Naubet Bisenov in Almaty -
Amendments to the Kazakh Labour Code, if adopted, will favour employers and significantly limit employees' rights and pay, unions say.
Independent trade unions have condemned the amendments as another move to encroach on workers’ rights, while pro-government unions have tried to defend them as “more or less balanced”.
Presenting the amendments in the Mazhilis (the lower chamber of the Kazakh parliament) on September 3, Minister of Health and Social Development Tamara Duysenova said that the new amendments would reduce the rate of wages paid for overtime and working on public holidays and weekends from the current overtime pay of 50-100% of the basic pay to 25%. The minister believes that lower rates of the pay rise will reduce employers’ expenses. On the other hand, it will force employers wanting their employees to work overtime and on holidays to obtain written consent of the staff.
The new amendments also entitle the employer to terminate employment contract with workers who reached the retirement age – currently at 58 for women and 63 for men. At present, this practice is applied to public-sector workers and it is now proposed to extend it to the private sector.
“These amendments favour employers but not employees,” Larisa Kharkova, chairwoman of the Confederation of Independent Trade Unions of Kazakhstan, tells bne IntelliNews. She believes that the new labour legislation will be detrimental to workers’ rights after the government significantly tightened legislation regulating trade unions in 2014. As a result, out of over 800 trade unions established in the country, nearly 500 independent trade unions failed to undergo the process of re-registration and there are only 200 officially-registered unions at the moment.

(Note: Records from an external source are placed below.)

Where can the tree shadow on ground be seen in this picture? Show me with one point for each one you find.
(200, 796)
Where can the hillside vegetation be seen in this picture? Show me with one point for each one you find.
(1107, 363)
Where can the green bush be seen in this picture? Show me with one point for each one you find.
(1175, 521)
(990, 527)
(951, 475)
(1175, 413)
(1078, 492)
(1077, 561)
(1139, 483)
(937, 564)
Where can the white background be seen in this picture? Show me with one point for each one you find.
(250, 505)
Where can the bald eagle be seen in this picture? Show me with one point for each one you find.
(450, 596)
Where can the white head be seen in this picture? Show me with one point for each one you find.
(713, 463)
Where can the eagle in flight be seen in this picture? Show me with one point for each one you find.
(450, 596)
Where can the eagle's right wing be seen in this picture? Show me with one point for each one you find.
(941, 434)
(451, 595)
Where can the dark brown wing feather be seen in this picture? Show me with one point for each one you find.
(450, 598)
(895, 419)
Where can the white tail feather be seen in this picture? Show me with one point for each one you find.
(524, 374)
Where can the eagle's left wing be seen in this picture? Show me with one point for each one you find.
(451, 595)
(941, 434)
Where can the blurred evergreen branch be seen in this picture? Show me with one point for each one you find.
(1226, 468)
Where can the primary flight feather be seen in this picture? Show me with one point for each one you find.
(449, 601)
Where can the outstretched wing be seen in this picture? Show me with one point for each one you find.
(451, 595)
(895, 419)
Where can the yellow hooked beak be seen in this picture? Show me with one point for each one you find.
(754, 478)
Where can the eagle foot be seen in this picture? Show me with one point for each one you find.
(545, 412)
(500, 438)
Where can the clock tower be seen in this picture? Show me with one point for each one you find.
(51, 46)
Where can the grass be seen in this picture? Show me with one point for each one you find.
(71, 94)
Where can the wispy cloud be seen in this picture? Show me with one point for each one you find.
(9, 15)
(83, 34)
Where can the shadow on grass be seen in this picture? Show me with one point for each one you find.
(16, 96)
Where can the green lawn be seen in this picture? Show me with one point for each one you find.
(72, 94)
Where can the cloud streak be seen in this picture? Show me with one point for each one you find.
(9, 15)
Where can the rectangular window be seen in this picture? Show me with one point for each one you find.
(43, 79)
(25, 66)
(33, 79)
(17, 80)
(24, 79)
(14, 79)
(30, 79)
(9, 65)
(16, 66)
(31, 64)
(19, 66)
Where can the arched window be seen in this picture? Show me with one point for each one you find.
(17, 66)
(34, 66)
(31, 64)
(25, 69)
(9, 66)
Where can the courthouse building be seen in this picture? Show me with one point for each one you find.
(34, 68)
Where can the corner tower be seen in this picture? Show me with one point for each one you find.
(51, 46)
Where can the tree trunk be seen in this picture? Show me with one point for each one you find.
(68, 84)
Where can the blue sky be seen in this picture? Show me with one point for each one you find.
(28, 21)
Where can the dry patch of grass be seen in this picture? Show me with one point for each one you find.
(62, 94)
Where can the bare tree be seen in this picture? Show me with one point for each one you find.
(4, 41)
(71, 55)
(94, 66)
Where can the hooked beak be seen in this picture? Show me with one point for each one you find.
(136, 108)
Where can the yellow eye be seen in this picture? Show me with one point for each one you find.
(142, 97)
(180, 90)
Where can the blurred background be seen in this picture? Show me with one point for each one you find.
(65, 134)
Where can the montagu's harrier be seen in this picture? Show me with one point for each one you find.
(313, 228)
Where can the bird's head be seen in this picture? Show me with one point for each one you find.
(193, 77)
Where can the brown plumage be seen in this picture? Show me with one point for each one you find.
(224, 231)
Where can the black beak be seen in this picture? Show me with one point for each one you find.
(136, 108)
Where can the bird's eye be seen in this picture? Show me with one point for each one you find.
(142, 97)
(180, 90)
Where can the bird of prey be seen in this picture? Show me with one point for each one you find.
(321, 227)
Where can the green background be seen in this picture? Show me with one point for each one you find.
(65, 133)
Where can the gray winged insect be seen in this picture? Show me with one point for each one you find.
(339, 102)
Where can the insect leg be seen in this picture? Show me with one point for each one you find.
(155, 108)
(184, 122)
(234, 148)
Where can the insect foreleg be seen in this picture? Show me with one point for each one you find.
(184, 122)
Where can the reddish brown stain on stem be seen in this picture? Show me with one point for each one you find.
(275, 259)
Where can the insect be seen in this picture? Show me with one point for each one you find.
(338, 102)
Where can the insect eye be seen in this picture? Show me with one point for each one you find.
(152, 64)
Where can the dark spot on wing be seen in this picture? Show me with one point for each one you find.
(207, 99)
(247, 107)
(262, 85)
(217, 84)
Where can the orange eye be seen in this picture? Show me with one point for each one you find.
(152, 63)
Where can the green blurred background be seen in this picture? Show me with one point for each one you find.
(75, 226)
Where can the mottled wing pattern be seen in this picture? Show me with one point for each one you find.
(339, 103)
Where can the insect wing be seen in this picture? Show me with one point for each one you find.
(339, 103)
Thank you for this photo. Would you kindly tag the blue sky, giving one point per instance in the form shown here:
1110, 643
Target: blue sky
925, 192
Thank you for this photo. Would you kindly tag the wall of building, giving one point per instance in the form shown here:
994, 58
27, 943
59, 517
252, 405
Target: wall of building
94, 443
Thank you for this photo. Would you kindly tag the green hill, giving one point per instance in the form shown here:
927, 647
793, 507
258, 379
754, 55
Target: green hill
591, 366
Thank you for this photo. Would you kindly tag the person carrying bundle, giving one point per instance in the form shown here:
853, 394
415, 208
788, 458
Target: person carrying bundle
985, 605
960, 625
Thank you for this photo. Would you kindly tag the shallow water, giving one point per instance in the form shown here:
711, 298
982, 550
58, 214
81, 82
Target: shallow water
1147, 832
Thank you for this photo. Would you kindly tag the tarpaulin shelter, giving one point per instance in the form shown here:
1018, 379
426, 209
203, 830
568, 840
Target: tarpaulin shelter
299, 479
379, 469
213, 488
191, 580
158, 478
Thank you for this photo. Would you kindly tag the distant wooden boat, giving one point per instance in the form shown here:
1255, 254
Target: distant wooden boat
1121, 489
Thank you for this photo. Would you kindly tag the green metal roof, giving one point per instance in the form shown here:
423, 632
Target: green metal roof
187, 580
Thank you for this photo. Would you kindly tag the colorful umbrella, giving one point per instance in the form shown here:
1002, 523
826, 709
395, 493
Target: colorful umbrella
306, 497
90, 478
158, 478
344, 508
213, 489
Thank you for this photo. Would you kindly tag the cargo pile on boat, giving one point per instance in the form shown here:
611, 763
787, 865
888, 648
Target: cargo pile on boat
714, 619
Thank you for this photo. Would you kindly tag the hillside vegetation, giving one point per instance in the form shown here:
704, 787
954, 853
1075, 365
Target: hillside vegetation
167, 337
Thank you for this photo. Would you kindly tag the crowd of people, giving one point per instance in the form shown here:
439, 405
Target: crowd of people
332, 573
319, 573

“Unfortunately, the trade union movement is very weak in Kazakhstan to protect workers’ rights,” Kharkova sighs, complaining that her confederation failed to obtain re-registration before the July 10 deadline.
Pro-government trade unions don’t agree with Kharkova’s take on the amendments and say that their involvement in drafting the amendments have vastly improved the amendments, which were initially proposed by the Health and Social Development Ministry.
“When we first received the draft amendments we could see imbalance towards the employers. But thanks to our efforts, we have changed a lot and they are now more or less balanced,” Gulnara Zhumageldiyeva, deputy chairman of the pro-government Federation of Trade Unions of Kazakhstan, explains to bne IntelliNews.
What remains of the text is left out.